Colt knew all this. According to some of the nation’s top computer analysts and security advisors, it was only a matter of time before hostile forces hacked into the military’s top secret databases. Encryption was one thing. Solid rock and twelve-inch steel walls were another. The most sensitive material never made it onto a hard disk. The most sensitive material was kept in Annex 1. Nobody who was unauthorized to touch those documents was ever going to touch them. Period. It just wasn’t going to happen.
Which was okay. The United States needed a place like that. What Colt couldn’t figure out was why the files on Jack Reacher were kept there.
He rose from the chair. “I appreciate your time, sergeant.”
“Sorry I couldn’t be of more help to you. But Reacher’s a free man. For now, anyway. He’s out there somewhere. If you think he was involved in the robbery and kidnapping—”
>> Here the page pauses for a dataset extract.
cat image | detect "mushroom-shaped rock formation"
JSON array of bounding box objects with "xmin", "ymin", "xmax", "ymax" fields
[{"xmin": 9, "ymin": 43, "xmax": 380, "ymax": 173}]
“It was just a hunch, really. I don’t want to confront him in person. Like I said, they don’t pay me enough.”
“Well, have a nice day, Mr. Green.”
Colt took the elevator back down to the lobby, nodded to the guard on his way out. Maybe some of the files on Jack Reacher were kept in Annex 1, but not all of them. Colt had five hundred pages of stuff in a briefcase back at the hotel. But apparently that was just the tip of the iceberg. Apparently there was some history on Reacher that even The Circle didn’t know about, and Colt figured getting his hands on it might go a long way toward the organization granting him a pardon for his recent crimes. For leaving one operative bound with duct tape and another with a bullet in his leg. The Kurt Valinger thing would work itself out, eventually. When the toxicology reports came back negative, Colt would be exonerated. At least he hoped that was the way it played out.
Getting his hands on the Jack Reacher files might help, but that just wasn’t going to happen. Not while they were in Annex 1.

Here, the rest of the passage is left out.